Italian voters have embraced the global trend of rejecting the established world order, but the “No” vote in December 2016 has plunged global financial markets into a state of utter chaos. The euro had fallen, Italian government bonds were poised for a tremendous crash, and futures markets were indicating that both U.S. and European stock markets would be way down after the Italian vote. Italian Prime Minister Matteo Renzi’s constitutional reforms were defeated as 59.11% of voters voted against it in the referendum on December 4th, and Renzi resigned as a result on December 12th.
Paolo Gentiloni Silveri has been Prime Minister of Italy since Renzi’s resignation.
Gentiloni, a member of the Democratic Party, served as Minister of Foreign Affairs until December 2016.
A serious competitor for the job was comedian Beppe Grillo, and it looked like his Five-Star movement would come to power. As he is getting more and more popular in Italy, the European establishment is extremely alarmed because Grillo wants to take his country out of the Eurozone. In the long run Italy would be much better off without the euro, but in the short-term the only thing propping up Italy’s failing banking system is support from Europe. Without that support, the 8th largest economy on the entire planet would already be in the midst of an unprecedented financial crisis.
This “No” vote virtually guarantees a major banking crisis for Italy, and many analysts fear that it could trigger a broader financial crisis all across the rest of the continent as well.
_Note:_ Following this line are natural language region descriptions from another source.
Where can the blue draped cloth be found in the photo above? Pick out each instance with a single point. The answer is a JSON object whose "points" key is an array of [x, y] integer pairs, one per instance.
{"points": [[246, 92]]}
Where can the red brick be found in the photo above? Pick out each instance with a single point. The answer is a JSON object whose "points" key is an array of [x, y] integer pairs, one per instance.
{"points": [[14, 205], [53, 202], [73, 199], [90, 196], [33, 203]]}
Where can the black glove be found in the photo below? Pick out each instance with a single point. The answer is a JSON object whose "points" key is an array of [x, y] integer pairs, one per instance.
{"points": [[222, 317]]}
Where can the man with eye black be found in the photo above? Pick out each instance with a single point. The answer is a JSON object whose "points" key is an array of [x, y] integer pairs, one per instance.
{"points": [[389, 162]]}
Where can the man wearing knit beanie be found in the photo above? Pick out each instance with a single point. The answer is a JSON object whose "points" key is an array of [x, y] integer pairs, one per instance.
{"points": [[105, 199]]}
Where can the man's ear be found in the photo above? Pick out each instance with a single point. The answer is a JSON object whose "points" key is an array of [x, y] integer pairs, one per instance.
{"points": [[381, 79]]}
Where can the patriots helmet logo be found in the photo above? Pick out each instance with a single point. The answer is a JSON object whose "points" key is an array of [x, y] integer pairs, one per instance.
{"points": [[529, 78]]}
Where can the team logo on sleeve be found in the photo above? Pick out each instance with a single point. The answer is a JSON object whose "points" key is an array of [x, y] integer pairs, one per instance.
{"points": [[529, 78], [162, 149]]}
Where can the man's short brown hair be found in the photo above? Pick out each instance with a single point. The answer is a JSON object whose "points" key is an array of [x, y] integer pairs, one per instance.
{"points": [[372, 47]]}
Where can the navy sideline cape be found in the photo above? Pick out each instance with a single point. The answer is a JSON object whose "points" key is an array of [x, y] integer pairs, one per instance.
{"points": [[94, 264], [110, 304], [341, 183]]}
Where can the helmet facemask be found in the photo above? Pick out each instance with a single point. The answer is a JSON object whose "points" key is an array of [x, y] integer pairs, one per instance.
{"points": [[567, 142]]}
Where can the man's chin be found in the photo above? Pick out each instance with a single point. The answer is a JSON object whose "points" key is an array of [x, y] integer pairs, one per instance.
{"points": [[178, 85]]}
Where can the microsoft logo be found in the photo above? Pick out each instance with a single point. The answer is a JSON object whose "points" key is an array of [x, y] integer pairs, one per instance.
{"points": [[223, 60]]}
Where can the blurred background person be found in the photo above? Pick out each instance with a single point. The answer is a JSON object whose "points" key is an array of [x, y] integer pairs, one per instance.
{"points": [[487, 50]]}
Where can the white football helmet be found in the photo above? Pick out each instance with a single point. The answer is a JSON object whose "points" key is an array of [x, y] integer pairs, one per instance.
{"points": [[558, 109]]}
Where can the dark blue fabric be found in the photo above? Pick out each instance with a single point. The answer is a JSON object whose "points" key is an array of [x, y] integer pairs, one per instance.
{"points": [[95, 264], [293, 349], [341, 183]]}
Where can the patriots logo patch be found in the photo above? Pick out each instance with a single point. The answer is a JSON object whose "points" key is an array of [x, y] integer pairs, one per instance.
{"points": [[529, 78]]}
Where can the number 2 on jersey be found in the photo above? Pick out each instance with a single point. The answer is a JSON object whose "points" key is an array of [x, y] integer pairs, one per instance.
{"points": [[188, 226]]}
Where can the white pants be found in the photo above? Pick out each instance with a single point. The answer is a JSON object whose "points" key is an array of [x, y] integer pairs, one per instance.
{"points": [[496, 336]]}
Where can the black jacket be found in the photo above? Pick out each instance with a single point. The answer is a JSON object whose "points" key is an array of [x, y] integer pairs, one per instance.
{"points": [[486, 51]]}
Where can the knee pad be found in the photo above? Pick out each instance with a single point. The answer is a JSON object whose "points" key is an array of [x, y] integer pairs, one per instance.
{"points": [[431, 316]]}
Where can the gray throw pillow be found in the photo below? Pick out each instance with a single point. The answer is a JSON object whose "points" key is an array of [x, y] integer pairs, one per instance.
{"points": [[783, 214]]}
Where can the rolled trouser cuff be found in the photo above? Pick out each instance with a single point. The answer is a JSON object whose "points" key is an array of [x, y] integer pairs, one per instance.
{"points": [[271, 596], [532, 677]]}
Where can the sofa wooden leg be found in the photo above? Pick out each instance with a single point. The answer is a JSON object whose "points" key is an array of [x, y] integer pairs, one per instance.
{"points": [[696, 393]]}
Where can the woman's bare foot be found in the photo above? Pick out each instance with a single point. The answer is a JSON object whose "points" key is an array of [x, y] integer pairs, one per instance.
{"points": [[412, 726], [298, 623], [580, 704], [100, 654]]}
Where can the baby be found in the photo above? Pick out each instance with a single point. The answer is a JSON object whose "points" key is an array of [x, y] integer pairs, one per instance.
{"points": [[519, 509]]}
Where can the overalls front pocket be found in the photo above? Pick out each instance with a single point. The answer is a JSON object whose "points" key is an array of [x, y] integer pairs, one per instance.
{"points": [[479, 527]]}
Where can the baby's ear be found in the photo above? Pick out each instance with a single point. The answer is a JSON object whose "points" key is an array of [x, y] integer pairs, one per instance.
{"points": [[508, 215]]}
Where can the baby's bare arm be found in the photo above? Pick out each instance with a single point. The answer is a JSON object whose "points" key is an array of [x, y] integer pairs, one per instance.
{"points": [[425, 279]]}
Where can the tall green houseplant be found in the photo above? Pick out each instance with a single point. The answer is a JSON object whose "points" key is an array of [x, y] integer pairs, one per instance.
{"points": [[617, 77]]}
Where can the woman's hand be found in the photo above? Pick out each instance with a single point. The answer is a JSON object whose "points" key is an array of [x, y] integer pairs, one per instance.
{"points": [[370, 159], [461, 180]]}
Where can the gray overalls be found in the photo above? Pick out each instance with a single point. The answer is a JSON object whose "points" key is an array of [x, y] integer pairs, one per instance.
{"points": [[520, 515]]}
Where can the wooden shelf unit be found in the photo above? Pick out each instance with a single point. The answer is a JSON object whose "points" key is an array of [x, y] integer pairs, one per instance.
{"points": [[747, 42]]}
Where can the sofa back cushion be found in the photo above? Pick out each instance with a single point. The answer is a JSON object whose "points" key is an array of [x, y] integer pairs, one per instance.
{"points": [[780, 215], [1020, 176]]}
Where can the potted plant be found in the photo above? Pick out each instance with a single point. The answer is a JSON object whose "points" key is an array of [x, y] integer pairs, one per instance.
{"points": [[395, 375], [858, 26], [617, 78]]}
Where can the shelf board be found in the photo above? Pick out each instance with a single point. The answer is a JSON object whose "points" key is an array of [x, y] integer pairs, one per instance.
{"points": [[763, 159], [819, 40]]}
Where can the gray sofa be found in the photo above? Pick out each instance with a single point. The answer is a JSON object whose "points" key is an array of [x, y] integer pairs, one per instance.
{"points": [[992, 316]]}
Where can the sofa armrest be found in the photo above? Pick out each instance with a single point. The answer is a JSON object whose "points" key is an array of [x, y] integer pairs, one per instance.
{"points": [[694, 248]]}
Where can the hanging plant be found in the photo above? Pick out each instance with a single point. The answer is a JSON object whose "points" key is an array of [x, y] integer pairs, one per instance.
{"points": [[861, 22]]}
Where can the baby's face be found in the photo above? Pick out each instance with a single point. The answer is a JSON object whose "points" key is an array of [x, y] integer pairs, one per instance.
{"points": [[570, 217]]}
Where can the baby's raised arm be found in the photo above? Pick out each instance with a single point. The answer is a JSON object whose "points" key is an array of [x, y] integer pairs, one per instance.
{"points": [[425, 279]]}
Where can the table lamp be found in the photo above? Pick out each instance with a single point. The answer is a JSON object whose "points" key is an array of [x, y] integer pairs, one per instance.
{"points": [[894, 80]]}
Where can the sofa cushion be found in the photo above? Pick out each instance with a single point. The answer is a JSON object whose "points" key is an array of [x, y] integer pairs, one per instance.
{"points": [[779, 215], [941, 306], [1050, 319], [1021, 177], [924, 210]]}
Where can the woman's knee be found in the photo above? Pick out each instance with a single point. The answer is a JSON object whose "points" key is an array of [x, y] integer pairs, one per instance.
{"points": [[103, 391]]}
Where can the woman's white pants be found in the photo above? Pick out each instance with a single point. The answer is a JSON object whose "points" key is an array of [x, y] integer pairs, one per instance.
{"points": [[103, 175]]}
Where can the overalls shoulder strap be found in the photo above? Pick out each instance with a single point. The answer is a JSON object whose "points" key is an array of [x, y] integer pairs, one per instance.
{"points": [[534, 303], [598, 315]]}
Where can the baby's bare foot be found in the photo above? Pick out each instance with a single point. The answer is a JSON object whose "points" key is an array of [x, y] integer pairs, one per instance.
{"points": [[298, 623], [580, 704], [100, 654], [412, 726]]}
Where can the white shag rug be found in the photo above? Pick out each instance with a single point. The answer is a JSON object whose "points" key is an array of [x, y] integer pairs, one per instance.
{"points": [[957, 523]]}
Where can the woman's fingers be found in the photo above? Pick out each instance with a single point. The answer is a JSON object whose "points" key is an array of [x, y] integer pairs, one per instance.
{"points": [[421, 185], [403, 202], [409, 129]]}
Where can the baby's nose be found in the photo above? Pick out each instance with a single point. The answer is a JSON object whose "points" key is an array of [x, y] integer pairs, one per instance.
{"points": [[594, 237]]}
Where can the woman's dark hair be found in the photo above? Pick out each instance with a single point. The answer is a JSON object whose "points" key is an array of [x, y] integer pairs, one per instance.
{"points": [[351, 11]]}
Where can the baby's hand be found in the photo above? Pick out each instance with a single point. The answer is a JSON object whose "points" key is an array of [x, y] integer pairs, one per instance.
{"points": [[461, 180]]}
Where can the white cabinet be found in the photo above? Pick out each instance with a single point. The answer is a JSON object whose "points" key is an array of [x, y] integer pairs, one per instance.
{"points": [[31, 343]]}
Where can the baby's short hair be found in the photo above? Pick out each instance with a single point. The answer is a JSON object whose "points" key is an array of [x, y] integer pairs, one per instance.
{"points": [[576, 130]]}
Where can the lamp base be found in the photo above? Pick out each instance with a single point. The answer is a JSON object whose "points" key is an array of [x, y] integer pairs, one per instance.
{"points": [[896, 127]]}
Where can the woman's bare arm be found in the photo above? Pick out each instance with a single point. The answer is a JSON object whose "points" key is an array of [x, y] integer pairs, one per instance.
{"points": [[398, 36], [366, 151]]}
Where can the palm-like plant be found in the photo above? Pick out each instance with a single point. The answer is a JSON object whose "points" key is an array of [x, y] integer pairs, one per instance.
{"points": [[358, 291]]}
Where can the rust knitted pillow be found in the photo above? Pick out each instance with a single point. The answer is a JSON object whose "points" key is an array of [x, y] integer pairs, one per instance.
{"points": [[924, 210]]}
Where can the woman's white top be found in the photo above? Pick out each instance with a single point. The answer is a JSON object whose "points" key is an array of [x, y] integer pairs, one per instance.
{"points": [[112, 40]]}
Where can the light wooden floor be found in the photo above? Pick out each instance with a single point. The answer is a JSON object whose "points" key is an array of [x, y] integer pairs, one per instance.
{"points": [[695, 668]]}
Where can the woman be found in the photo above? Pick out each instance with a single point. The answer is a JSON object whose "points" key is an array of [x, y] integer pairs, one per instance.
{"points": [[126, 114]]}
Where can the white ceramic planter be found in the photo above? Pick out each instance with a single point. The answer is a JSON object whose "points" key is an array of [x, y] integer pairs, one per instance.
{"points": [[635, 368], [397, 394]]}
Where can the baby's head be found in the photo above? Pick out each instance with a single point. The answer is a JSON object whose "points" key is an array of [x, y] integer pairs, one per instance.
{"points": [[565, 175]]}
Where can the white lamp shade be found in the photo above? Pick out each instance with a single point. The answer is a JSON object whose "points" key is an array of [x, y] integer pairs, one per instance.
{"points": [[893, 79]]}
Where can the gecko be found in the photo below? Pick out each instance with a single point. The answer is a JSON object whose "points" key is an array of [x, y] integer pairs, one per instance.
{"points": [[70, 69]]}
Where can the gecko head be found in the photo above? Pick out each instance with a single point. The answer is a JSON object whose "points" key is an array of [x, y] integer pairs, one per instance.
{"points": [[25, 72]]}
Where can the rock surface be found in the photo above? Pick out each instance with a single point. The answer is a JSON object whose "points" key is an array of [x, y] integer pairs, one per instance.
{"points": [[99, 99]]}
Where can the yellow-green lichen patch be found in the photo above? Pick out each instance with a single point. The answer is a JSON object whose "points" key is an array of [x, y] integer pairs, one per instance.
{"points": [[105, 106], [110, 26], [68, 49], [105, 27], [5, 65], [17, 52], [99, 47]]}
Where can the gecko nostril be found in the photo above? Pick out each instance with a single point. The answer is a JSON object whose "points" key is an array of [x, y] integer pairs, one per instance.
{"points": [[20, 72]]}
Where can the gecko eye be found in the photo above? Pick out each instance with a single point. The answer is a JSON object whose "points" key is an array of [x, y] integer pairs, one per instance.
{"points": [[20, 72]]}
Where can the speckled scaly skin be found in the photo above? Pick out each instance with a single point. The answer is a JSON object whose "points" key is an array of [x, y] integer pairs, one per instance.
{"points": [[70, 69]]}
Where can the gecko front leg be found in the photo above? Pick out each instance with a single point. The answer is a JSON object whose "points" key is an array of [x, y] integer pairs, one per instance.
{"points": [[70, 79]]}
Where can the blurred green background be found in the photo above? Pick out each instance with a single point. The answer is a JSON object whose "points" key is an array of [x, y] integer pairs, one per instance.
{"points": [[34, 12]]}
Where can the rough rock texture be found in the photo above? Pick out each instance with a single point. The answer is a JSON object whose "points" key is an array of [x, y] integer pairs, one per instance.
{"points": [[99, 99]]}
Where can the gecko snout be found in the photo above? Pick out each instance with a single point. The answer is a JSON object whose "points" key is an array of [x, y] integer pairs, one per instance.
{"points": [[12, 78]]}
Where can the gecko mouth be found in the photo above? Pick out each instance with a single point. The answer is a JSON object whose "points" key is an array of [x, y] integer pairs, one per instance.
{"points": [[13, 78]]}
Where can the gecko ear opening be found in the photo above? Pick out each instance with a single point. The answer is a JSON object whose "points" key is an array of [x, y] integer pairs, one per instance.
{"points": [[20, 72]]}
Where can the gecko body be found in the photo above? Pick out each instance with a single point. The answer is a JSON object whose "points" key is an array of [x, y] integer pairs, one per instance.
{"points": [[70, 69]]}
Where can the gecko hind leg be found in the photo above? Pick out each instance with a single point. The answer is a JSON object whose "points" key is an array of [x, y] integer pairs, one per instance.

In the referendum day, even before the results were announced, the euro dropped 1.3 percent to $1.0505, falling below its 1 1/2-year low of $1.0518 touched in November 2016, and testing its key support levels where the currency has managed to rebound in the past couple of years.
A break below its 2015 March low of $1.0457 would send the currency to its lowest level since early 2003, opening a way for a test of $1, or parity against the dollar, a scenario which many market players now see as a real possibility.
In early 2014, there were times when one euro was trading for almost $1.40. For a very long time analysts said the euro was eventually heading for parity with the U.S. dollar, and now we are almost there.
Meanwhile, Italian government bonds crashed, which made it even more difficult for the Italian government to borrow money, and that aggravated their ongoing financial troubles.
But the big problem in Italy is the banks. At this moment there are eight banks in imminent danger of collapsing, and virtually all of the rest of them are in some stage of trouble. The following comes from a Bloomberg article about the crisis that Italian banks are facing:
“They’re burdened with a mountain of bad loans. Their stocks have cratered. And they have to operate in an economy prone to recession and political upheaval.
Signs have been mounting for months (since 2016) that Italy’s weakest lenders, and in particular Banca Monte dei Paschi di Siena SpA, were sliding toward the precipice, threatening to reignite a broader crisis.”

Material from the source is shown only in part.